Читаем Русское богословие в европейском контексте. С. Н. Булгаков и западная религиозно-философская мысль полностью

Итак, реальный исток социального дуализма – обретение человеком свободы, этого великого дара, но и великого бремени. Со свободы, собственно, и начинается социальная жизнь. Тем самым мы обращаемся к проблематике возможности. Переворачивая классическую интерпретацию соотношения действительности и возможности, С. Кьеркегор, например, показывает, что действительность легка, возможность же – самая трудная категория, ибо то, что совершается, не так страшно и мучительно, как ожидание. Мысль эта глубоко волновала и Достоевского, а вслед за ним русских мыслителей ХХ века. Скажем так: именно анализ первичности, значимости и необъяснимости возможности как ничто и становится первым шагом к реальной социальной метафизике, открывающей онтологическую двойственность социального бытия. Социальная жизнь ведь и проходит в горизонте возможностей, борьбы, дискуссии и пр. И если просветителям, авторам всякого рода рационалистических схем общества, все возможности были ясны, то неклассический подход открывает отсутствие ясности, горизонт ничто как ключевой горизонт человеческого бытия в социуме. А это и делает необходимым обращение к трансцендентному, поскольку без него социальная действительность в своем ужасе перед будущим теряет какой-либо смысл. Свобода оказывается великим даром, но и бедой и виной человека. И только признание своей виновности, своей ответственности за все, начиная с момента грехопадения, позволяет человеку стать человеком, найти пути к иному бытию. Человек, подчеркивает Булгаков, «призван одновременно жить в двух мирах: в царстве необходимости и царстве свободы, нося в душе постоянную загадку, противоречие, антиномию, обусловливающую постоянную борьбу, призывающую к постоянному подвигу»

[876].

Данные положения и позволяют нам увидеть всю принципиальную значимость и глубину веховской статьи Булгакова «Героизм и подвижничество», где он, в конечном счете, находит те концепты, которые фактически обобщают религиозное содержание его социальной философии, переводя ее в контекст опосредованных отношением к религии социальных и политических практик, способов конструирования индивидуальной и коллективной идентичности. Иными словами, и Булгаков, и близкие ему другие авторы «Вех», отталкиваясь от конкретного политического анализа роли интеллигенции в революции, вышли на глобальные социально-философские обобщения[877]

.

Как подчеркивал еще Хомяков, душой православия, его сутью является соборность, воплощающая подлинную свободу. Героизм, претендующий на единство всех, на самом деле разрушает соборность, или социальное единство, акцентируя внимание на том, что есть только некоторые, кто знает путь социальной эволюции. К героизму, по Булгакову, ведет религия человечества, нашедшая свое наиболее четкое выражение в идее человекобожия Фейербаха, заимствованной впоследствии марксизмом. Подчеркивая западные истоки данной концепции, Булгаков вовсе не стремится к упрощенной ее трактовке, отмечая, что данная тенденция только одно из проявлений западной культуры, причем весьма ограниченное. И как раз именно в России эта тенденция принимает религиозную форму: «Вдохновляясь ею, интеллигенция наша почувствовала себя призванной сыграть роль Провидения относительно своей родины. Она сознавала себя единственной носительницей света и европейской образованности в этой стране, где все, казалось ей, было охвачено непроглядной тьмой, все было столь варварским и ей чуждым. Она признала себя духовным ее опекуном и решила ее спасти, как понимала и как умела»[878]. При этом такой тип идентификации и социального действия часто формируется экстраординарными внешними социальными обстоятельствами, в особенности ситуациями социального и политического преследования, что ведет к формированию чувства исключительности у еще незрелых, в общем-то, личностей.
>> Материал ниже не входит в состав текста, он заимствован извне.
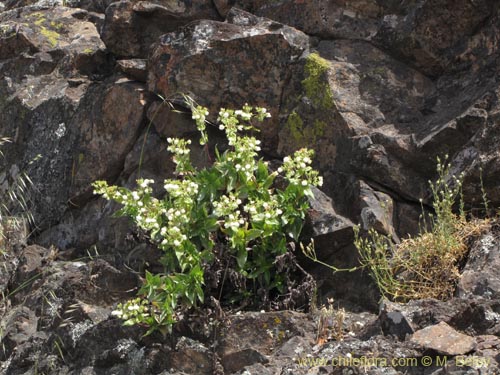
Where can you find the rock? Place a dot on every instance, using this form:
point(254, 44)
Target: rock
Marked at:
point(420, 37)
point(376, 354)
point(131, 27)
point(263, 332)
point(376, 210)
point(480, 276)
point(329, 230)
point(120, 117)
point(325, 18)
point(201, 361)
point(444, 340)
point(190, 61)
point(394, 322)
point(238, 360)
point(17, 327)
point(134, 69)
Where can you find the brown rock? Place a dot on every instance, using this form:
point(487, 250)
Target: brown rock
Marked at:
point(130, 27)
point(241, 63)
point(119, 118)
point(134, 68)
point(325, 18)
point(480, 276)
point(444, 340)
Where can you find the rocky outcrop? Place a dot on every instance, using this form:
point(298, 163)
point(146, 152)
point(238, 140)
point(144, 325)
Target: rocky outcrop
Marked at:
point(378, 89)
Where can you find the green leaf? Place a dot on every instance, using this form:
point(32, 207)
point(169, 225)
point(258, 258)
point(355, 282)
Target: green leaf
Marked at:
point(241, 258)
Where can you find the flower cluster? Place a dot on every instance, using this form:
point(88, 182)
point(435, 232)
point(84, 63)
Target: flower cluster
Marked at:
point(298, 170)
point(133, 311)
point(235, 198)
point(200, 117)
point(179, 149)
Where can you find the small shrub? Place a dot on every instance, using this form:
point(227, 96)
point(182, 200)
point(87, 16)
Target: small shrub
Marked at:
point(229, 212)
point(426, 266)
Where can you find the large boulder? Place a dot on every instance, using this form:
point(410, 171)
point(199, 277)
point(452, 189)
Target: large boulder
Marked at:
point(130, 27)
point(243, 62)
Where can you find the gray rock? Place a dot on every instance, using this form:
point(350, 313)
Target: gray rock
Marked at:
point(444, 340)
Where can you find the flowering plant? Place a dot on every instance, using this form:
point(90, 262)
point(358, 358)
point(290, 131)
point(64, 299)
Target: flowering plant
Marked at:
point(233, 204)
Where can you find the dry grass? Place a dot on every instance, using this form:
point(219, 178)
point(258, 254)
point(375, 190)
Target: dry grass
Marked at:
point(428, 265)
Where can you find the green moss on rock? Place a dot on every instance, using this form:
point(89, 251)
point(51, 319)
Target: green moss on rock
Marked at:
point(52, 36)
point(316, 84)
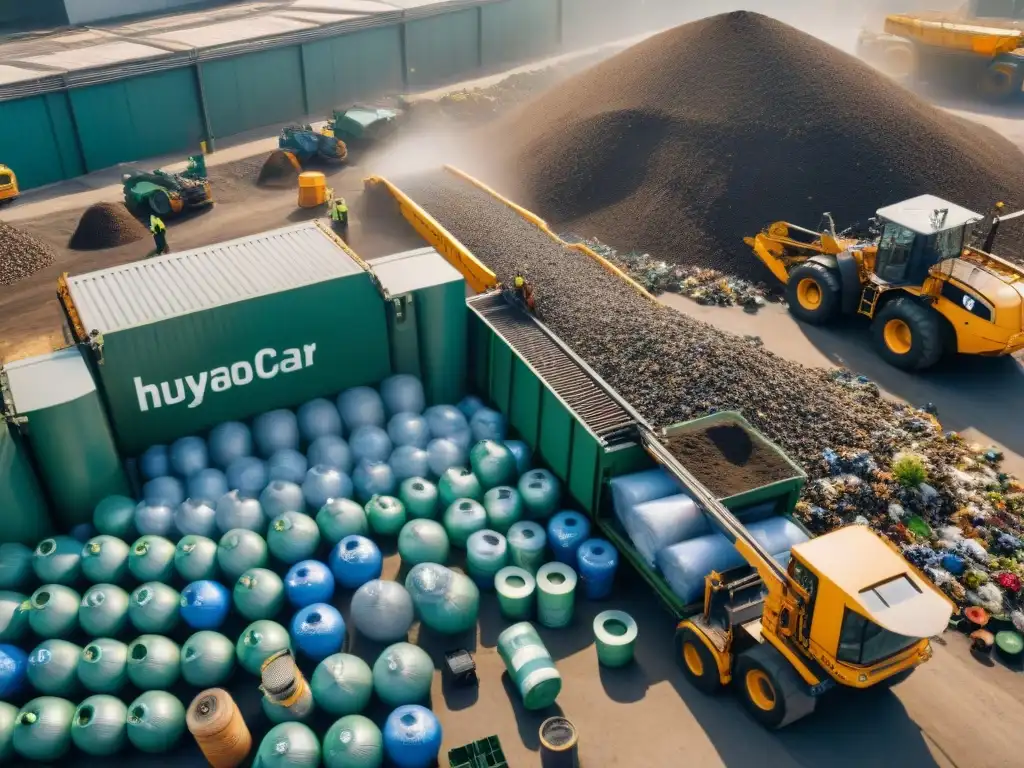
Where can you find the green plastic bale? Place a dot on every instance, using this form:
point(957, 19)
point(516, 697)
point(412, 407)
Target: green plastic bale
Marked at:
point(104, 559)
point(42, 729)
point(458, 482)
point(156, 722)
point(99, 726)
point(423, 541)
point(342, 684)
point(420, 497)
point(353, 741)
point(386, 515)
point(102, 666)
Героизм запускает процесс утверждения идентичностей сопротивления, воплощающихся в соответствующих жестко обособленных сообществах. Неслучайно авторы «Вех» описывали радикальную интеллигенцию, как своего рода «орден». По словам Кастельса, «это, возможно, наиболее важный тип строительства идентичности в нашем обществе. Он конструирует формы коллективного сопротивления уже невыносимому угнетению, обычно на основе идентичностей, как предполагается, ясно определенных историей, географией или биологией, что позволяет легко эссенциализировать границы сопротивления». Все подобного рода идентичности выражают то, что Кастельс именует исключением исключающих посредством исключенного (the exclusion of the excluders by the excluded).

Иными словами, подобные защитные идентичности строятся на языке господствующих институтов/идеологий, но при переворачивании ценностных суждений и одновременном укреплении границы[879].